Numa primeira fase, ainda antes de a peça ganhar forma, foi necessário ouvir e conhecer as histórias dos participantes e dos locais. “Nós passamos muito tempo a passear com as pessoas da comunidade, às vezes a ir a casa delas, ao trabalho delas, a conversar e a ter tempo para essa conversa”, conta Hugo Cruz, director artístico.

E foi a partir dessa conversa que começou a perceber os traços comuns, as vivências dos membros do grupo ou de algum familiar que tenha vivido uma situação no mar. Hugo e Susana quiseram que o conteúdo fosse orgânico, vindo das próprias pessoas. O resto nasceu de forma natural.

A religião, um pilar muito forte numa comunidade marcada por momentos difíceis, também está presente nas situações de viagem. “Falamos do naufrágio, da partida, dos emigrantes, com a grande vaga de emigração que houve para o Brasil, dos militares que partiram para o Ultramar e também dos emigrantes de hoje. É uma partida constante”, explica Hugo.

“Somos gentes de mar”

 A identidade local, inerente ao mar, cruza-se com a componente artística. Os mais velhos revivem um passado nas águas e os mais novos aprendem com a experiência de saber como era a sua terra anteriormente.
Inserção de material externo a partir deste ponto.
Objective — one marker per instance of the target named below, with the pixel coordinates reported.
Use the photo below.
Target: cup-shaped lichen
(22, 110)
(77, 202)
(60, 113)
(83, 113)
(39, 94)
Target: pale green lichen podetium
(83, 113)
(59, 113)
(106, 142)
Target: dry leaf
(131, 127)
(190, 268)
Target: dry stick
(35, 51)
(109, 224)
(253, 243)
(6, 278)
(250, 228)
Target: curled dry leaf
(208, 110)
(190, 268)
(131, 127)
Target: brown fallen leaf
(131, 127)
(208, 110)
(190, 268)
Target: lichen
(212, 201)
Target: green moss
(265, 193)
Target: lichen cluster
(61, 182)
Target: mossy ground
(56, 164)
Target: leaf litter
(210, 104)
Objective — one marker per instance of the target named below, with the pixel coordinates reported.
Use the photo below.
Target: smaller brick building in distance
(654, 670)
Sameiro Nibra interpreta vários papéis no espectáculo. Há alturas em que estar na história lhe faz “sentir o cheiro da maresia” e as emoções da sua infância, passada em aventuras à beira rio. “Eu vivi no meio dos pescadores. Esposende antiga diz-me muito e lembra-me muito a minha família, principalmente os meus avós que eram pescadores. Somos gentes de mar”, conta com nostalgia, enquanto descreve as idas para ver os pescadores e os barcos, a lota com a venda do peixe e as corridas descalça à beira das embarcações. “Eramos outras crianças”, desabafa.
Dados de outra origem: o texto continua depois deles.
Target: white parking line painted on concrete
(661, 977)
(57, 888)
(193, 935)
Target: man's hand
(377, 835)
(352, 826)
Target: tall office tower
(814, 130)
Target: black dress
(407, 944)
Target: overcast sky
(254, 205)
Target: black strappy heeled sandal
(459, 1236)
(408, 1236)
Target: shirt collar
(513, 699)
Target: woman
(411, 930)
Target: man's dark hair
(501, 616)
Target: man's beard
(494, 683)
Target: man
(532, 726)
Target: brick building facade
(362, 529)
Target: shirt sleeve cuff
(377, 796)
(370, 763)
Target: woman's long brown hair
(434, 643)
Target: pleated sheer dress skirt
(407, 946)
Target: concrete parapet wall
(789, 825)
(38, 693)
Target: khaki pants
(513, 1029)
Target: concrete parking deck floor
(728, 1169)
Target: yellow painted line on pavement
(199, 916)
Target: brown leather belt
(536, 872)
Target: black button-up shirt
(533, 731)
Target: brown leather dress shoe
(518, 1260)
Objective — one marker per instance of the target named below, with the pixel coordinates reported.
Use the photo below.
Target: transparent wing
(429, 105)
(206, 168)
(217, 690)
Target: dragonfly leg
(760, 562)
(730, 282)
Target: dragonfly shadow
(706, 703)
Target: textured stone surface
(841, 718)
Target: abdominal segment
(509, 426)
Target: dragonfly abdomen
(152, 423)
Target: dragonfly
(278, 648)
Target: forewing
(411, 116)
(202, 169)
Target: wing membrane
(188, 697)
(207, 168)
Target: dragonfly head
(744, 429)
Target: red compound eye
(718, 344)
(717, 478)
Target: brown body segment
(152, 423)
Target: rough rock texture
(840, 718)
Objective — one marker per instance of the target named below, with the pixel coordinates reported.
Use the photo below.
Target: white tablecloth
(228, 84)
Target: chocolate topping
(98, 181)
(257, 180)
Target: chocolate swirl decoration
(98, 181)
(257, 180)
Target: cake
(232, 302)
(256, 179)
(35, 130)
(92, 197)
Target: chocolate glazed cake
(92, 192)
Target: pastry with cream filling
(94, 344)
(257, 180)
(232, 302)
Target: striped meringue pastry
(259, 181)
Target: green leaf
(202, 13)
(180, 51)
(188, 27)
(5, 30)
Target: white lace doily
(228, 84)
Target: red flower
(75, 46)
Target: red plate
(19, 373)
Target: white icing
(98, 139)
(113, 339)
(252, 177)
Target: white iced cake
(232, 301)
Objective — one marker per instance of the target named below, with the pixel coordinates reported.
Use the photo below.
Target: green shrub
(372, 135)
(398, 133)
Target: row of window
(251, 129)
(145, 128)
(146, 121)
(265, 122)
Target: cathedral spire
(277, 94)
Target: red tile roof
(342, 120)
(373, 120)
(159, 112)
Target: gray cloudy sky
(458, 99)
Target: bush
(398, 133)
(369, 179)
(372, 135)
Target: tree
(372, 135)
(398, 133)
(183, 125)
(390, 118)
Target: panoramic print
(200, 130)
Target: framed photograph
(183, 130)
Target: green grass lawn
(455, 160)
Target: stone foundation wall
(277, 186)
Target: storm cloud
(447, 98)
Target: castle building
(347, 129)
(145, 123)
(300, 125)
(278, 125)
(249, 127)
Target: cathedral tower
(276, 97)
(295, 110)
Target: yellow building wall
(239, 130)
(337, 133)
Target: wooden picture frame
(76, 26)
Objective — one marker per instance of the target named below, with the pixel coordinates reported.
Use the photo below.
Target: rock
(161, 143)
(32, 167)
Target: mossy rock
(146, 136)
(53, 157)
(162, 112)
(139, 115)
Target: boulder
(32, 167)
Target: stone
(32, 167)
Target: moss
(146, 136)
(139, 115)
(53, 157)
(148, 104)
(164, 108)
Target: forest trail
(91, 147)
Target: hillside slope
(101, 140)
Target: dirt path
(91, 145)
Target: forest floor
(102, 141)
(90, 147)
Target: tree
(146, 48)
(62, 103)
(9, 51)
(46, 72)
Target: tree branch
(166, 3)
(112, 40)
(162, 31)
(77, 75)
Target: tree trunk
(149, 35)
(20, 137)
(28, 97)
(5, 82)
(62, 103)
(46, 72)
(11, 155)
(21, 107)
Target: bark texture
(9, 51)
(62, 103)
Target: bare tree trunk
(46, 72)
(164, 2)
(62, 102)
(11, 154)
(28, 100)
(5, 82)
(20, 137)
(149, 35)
Não é a primeira vez que Sameiro participa no projecto, mas desta vez traz a filha, que decidiu embarcar na aventura com ela. “No fundo, ela está a viver o que eu vivi na minha infância, estou a conseguir transmitir-lhe o que eu vivi e, para mim, é o que torna tudo especial”, conta. Sair da rotina, entrar num mundo diferente depois de um dia de trabalho cansativo, é uma experiência que diz ser “diferente e única”.

Também Nazaré Mendanha está no mesmo espaço a ensaiar as falas que contam a sua história, onde o mar é sempre o protagonista. Tem 75 anos, vende peixe desde os 13, e conhece Esposende como a palma da sua mão. Entre o gosto pelo canto e dança, Nazaré viveu sempre do mar: “Vendia peixe, sardinha, faneca, sapateira. Tudo do nosso mar de Esposende”.
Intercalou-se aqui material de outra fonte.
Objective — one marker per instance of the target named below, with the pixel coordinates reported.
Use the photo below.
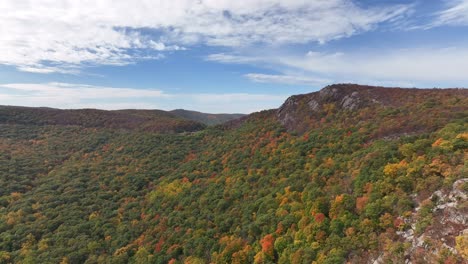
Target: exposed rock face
(450, 219)
(346, 97)
(299, 111)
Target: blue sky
(222, 56)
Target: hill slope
(144, 120)
(207, 119)
(336, 184)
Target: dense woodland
(338, 184)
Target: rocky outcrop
(300, 112)
(347, 97)
(450, 220)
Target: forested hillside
(350, 173)
(139, 120)
(208, 119)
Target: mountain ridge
(367, 184)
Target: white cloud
(73, 96)
(419, 65)
(43, 36)
(400, 67)
(286, 79)
(455, 14)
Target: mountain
(144, 120)
(207, 119)
(351, 173)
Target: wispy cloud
(286, 79)
(391, 67)
(420, 65)
(73, 96)
(44, 36)
(455, 14)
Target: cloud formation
(286, 79)
(456, 14)
(391, 67)
(46, 36)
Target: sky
(222, 56)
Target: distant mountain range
(208, 119)
(348, 174)
(143, 120)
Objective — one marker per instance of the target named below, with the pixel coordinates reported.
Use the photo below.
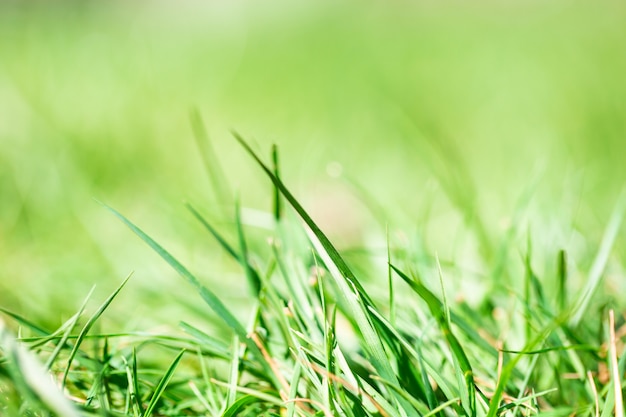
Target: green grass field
(438, 233)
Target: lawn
(448, 236)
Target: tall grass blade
(32, 374)
(599, 263)
(254, 281)
(207, 295)
(276, 170)
(438, 311)
(325, 242)
(351, 290)
(160, 388)
(251, 274)
(88, 326)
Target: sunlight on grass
(437, 230)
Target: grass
(318, 342)
(441, 232)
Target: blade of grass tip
(446, 307)
(392, 301)
(254, 281)
(24, 322)
(233, 380)
(325, 242)
(160, 388)
(293, 392)
(135, 383)
(35, 375)
(373, 345)
(437, 310)
(71, 324)
(87, 327)
(277, 202)
(211, 164)
(615, 374)
(562, 295)
(214, 233)
(251, 274)
(509, 368)
(207, 295)
(527, 285)
(599, 263)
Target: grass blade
(438, 311)
(334, 255)
(277, 201)
(353, 293)
(251, 274)
(87, 327)
(599, 263)
(207, 295)
(254, 281)
(160, 388)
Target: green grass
(318, 342)
(437, 231)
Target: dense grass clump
(325, 334)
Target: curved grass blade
(24, 322)
(31, 377)
(438, 311)
(251, 274)
(207, 295)
(277, 202)
(599, 263)
(87, 327)
(160, 388)
(352, 291)
(253, 277)
(334, 255)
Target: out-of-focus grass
(443, 112)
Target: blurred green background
(463, 122)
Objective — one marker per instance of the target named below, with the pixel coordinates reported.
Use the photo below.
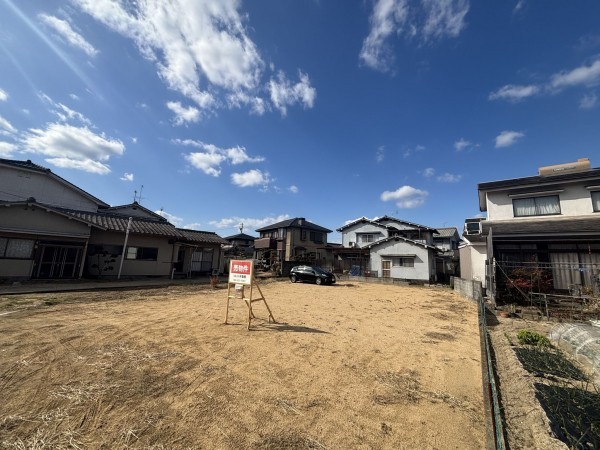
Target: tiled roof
(565, 226)
(297, 222)
(24, 165)
(201, 236)
(398, 238)
(445, 232)
(393, 219)
(31, 166)
(115, 222)
(242, 236)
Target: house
(50, 228)
(240, 244)
(387, 247)
(549, 222)
(295, 240)
(447, 261)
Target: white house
(387, 247)
(549, 221)
(50, 228)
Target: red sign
(241, 271)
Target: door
(386, 266)
(58, 261)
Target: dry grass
(345, 367)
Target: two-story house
(294, 239)
(50, 228)
(387, 247)
(549, 221)
(447, 261)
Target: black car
(312, 274)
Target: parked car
(311, 274)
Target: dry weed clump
(291, 441)
(402, 388)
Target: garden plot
(347, 366)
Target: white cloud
(508, 138)
(202, 49)
(514, 93)
(73, 147)
(182, 114)
(462, 144)
(405, 197)
(6, 126)
(431, 20)
(428, 172)
(586, 75)
(250, 178)
(63, 112)
(7, 149)
(409, 151)
(588, 101)
(249, 222)
(63, 28)
(177, 221)
(87, 165)
(380, 154)
(284, 94)
(388, 18)
(444, 18)
(208, 162)
(519, 6)
(211, 157)
(238, 155)
(449, 178)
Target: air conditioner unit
(473, 226)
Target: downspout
(124, 248)
(84, 257)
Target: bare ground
(351, 366)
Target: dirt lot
(350, 366)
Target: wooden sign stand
(248, 300)
(241, 273)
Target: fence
(493, 418)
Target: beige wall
(133, 267)
(575, 200)
(20, 184)
(35, 220)
(472, 263)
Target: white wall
(349, 234)
(472, 263)
(423, 269)
(575, 200)
(18, 185)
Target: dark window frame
(537, 212)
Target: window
(144, 253)
(596, 201)
(316, 237)
(403, 262)
(536, 206)
(16, 248)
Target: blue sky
(256, 111)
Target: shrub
(527, 337)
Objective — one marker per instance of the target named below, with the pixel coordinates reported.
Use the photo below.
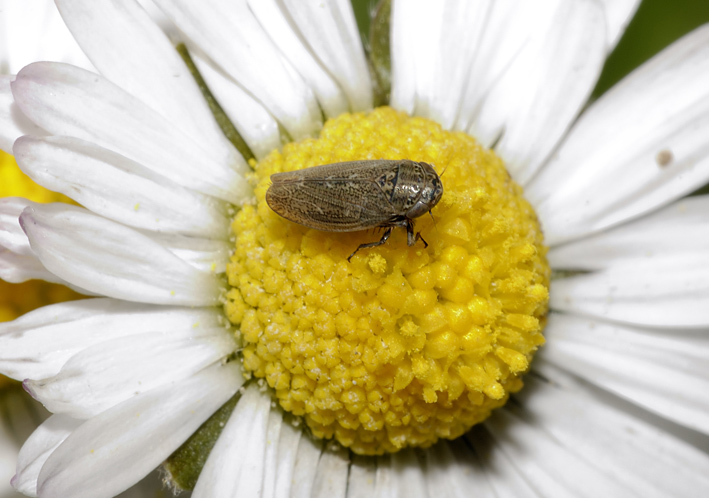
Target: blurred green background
(656, 24)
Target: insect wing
(338, 197)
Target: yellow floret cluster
(402, 345)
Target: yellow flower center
(402, 345)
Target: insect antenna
(434, 219)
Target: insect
(357, 195)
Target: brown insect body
(357, 195)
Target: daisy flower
(249, 353)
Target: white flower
(618, 399)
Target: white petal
(21, 416)
(16, 268)
(660, 370)
(454, 471)
(37, 448)
(13, 122)
(680, 229)
(231, 36)
(535, 99)
(235, 466)
(18, 263)
(254, 123)
(505, 476)
(638, 456)
(113, 260)
(272, 456)
(69, 101)
(433, 46)
(107, 454)
(640, 146)
(330, 30)
(407, 475)
(331, 475)
(306, 464)
(664, 291)
(618, 15)
(11, 235)
(32, 31)
(37, 344)
(108, 373)
(118, 188)
(289, 40)
(129, 49)
(207, 255)
(288, 443)
(363, 477)
(546, 464)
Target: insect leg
(410, 234)
(384, 238)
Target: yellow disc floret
(404, 345)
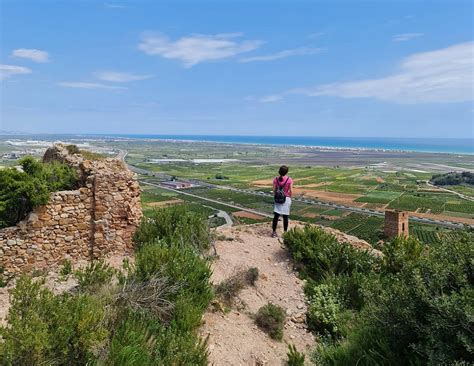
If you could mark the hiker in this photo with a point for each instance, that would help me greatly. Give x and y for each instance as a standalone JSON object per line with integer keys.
{"x": 282, "y": 187}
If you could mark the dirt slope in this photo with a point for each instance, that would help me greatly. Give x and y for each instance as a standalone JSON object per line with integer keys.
{"x": 234, "y": 339}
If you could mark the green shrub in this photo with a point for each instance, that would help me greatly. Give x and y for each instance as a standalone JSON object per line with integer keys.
{"x": 420, "y": 315}
{"x": 66, "y": 268}
{"x": 43, "y": 328}
{"x": 183, "y": 267}
{"x": 326, "y": 314}
{"x": 175, "y": 225}
{"x": 319, "y": 254}
{"x": 139, "y": 340}
{"x": 3, "y": 278}
{"x": 271, "y": 318}
{"x": 72, "y": 149}
{"x": 295, "y": 358}
{"x": 96, "y": 274}
{"x": 21, "y": 192}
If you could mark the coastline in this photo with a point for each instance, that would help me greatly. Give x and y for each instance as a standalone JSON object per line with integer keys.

Um projecto que une a comunidade

A partilha de histórias pessoais e os ensaios durante várias horas aproximaram esta comunidade. O “bom dia” habitual foi substituído por conversas mais longas. Há diálogos improváveis e encontros inesperados.

“No final vão falar de outra forma quando se virem na rua, no bairro, no prédio. É impossível ficar igual depois de um projecto destes”, conta Susana Madeira. A opinião é partilhada pelo grupo: “Se não fosse este projecto, nós passávamos e nem conhecíamos as pessoas. E aqui tornamo-nos numa família”, diz Sameiro Nibra.

Para Raquel Vale, vereadora da Qualidade e Modernização Administrativa da Câmara Municipal de Esposende, o projecto nasceu da necessidade de criar algo “aberto a toda a comunidade, mas que acabasse por apanhar franjas da população que nem sempre têm a oportunidade de ter acesso a práticas artísticas, como o teatro e a música, por carência socioeconómica ou pela falta dessa cultura na família”.

Este é o segundo espectáculo do grupo de Teatro Comunitário de Esposende – Triumph’arte – e está agendado para este sábado, dia 3, pelas 22h na Marina Sul, em Esposende. Mas, a viagem pelo mar não termina por aqui. Dia 23 de Junho, Quando o mar é mais vai passar pelo evento MEXE – Encontro Internacional de Arte e Comunidade – no Teatro Carlos Alberto, no Porto.